Atomic Quantum Computing

One current focus of our group is to build atomic quantum computers using atomic tweezer arrays. We have cooled Rb, and Li atoms down to 0.1mK or even lower temperatures. These cold atoms are confined in optical tweezers, focused to their diffraction limit, with the beam widths around 1μ m. Each atom can be controlled and probed individually. We take the magnetically insensitive hyperfine states as atomic qubits, and construct large-scale quantum computers. We are developing technologies for controlling multiple atomic species in a single high vacuum chamber, making a heteroatom quantum computer.

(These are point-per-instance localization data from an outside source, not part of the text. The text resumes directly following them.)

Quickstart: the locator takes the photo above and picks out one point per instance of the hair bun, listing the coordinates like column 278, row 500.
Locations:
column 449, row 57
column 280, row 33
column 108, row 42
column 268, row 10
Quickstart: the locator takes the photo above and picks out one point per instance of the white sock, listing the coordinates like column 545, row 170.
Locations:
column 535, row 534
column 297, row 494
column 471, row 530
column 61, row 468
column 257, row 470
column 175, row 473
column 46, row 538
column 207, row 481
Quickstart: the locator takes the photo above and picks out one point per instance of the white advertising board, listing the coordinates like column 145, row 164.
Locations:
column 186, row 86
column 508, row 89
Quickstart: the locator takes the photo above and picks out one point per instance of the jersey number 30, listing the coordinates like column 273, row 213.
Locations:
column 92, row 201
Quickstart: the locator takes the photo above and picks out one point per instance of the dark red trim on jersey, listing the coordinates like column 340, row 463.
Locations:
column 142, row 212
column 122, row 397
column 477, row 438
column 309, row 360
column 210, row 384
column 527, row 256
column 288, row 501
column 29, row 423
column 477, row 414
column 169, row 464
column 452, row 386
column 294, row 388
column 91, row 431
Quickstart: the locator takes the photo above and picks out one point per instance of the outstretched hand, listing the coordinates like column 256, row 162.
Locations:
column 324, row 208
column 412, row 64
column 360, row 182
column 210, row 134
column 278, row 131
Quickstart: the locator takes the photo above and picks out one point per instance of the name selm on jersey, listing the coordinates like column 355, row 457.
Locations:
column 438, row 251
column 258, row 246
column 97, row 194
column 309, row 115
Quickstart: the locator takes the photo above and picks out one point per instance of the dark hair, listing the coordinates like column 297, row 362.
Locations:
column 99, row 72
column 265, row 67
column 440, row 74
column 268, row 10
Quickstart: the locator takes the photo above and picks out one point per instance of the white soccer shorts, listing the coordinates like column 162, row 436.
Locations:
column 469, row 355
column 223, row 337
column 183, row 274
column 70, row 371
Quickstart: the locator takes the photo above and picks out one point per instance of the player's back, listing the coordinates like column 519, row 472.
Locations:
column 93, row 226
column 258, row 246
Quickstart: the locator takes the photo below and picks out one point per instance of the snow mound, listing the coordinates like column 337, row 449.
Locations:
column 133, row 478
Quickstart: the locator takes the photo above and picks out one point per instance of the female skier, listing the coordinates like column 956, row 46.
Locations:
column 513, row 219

This gives extra flexibility for mid-circuit quantum measurement and fault-tolerant quantum computing.

We have developed a quantum wiring scheme, for implementing quantum optimization with atom arrays. With this scheme, any discrete optimization problems can be encoded by local Ising models on a cubic lattice, which has a natural realization with Rydberg atoms. This has been adopted by experimental groups for solving difficult graph partition, factorization, and MaxCut problems, which circumvent fundamental connectivity-limitations in previous encoding schemes. 

We have systematically investigated the computation power of the atom-cavity system. This system naturally encodes the computation problem of number partition, which implies obtaining the ground state of the atom-cavity system is NP-hard. We show the atom-cavity system is more powerful in solving NP-problems than Rydberg atoms—a variety of NP-hard problems that cannot be encoded efficiently by Rydberg atoms can be encoded by the atom cavity, including 3-SAT, MaxCut, vertex-cover, 3-coloring.